Our findings that show no significant associations between green space accessibility and use are consistent with some studies [77,80,110], but not others [31,34,68,75,111]. One potential reason for our findings might be the limited range of our data. At present, the provision of green spaces in Dhaka is minimal, and most of our respondents indicated poor accessibility to green spaces. Due to the low accessibility level for most of the respondents, there was a lack of variation in our data regarding accessibility between low- and high-intensity users. Another explanation for these results could be our approach of measuring accessibility; we used subjective assessment (e.g., perceived access), whereas some studies that utilized objective measurement (e.g., distance to green space from home) observed significant associations [34,68,81,112].
In addition to accessibility, we observed that neighborhood-level green space availability is not associated with use intensity. This finding is not aligned with previous studies indicating that green space availability at the neighborhood level is associated with green space use [92,93,110,111,113]. We argue that, as with the lack of variations in green space accessibility, the overall low availability of green space in Dhaka is responsible for the non-significant association between green space availability and ‘Use intensity.’ Additionally, studies with contrasting results focused on Global North contexts, where the availability of green space at the neighborhood level is usually higher than in Dhaka [57].
Our case study is one of the few studies that investigated how attachment to green space influences use intensity among middle-aged adults. The results indicated that attachment to green space significantly increased the chance of high-intensity use. Our findings are consistent with several previous studies, where researchers also found that attachment to natural spaces was associated with increased usage [85,87,88,90]. Our findings are also consistent with Budrick et al.’s [91] study set in another Global South city (Pune, India), who reported that place identity and place attachment were associated with pro-environmental attitudes among urban green space users. We explain green space attachment and increased usage based on the level of social capital and social support associated with green space and health [91,114,115,116]. In our study, respondents visiting the same green space for a greater number of years were more familiar with the local environment than other people visiting the green space for a shorter number of years. Familiarity with the local environment might induce place identity and increase users’ perceived safety of the green space [90,91,115]. Additionally, regular visits to green space for longer periods have the potential to help group formation (e.g., diabetic patient walker groups and friendships), which provides green space users with opportunities for social participation. These factors encourage more frequent and longer green space visits.
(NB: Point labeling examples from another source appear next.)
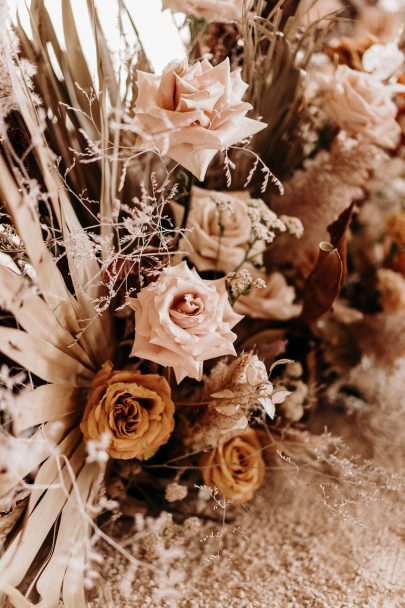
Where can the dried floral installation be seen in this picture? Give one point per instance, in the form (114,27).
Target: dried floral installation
(202,305)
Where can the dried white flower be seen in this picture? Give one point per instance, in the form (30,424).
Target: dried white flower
(175,491)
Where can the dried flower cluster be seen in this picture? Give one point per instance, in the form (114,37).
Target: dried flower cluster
(177,326)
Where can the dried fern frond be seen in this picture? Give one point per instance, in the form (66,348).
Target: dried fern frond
(277,49)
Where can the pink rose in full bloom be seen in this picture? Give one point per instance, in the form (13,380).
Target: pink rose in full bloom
(182,320)
(275,301)
(360,104)
(192,112)
(210,10)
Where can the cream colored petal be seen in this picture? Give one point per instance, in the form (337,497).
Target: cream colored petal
(21,553)
(36,317)
(42,359)
(46,403)
(50,582)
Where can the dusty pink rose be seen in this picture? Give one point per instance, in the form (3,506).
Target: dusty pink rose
(192,112)
(182,320)
(221,229)
(360,104)
(275,301)
(210,10)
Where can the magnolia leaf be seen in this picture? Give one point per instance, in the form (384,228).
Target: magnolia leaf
(280,396)
(256,375)
(268,405)
(224,394)
(338,234)
(227,410)
(323,284)
(239,425)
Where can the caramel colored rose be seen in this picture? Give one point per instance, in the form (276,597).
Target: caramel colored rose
(235,467)
(134,409)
Recently, Gaikwad and Shinde [38] also observed a similar phenomenon among older adults when studying park usage in Pune, India.
Our findings related to attractiveness, accessibility, and availability of green space and use intensity contrast with several other case studies [31,34,68,78,93]. Green space use intensity among middle-aged residents in Dhaka might work in ways different from what has been observed in studies set in Global North contexts. In this regard, the analysis of NCDs and ParkRx provides key insights regarding green space use intensity in Dhaka.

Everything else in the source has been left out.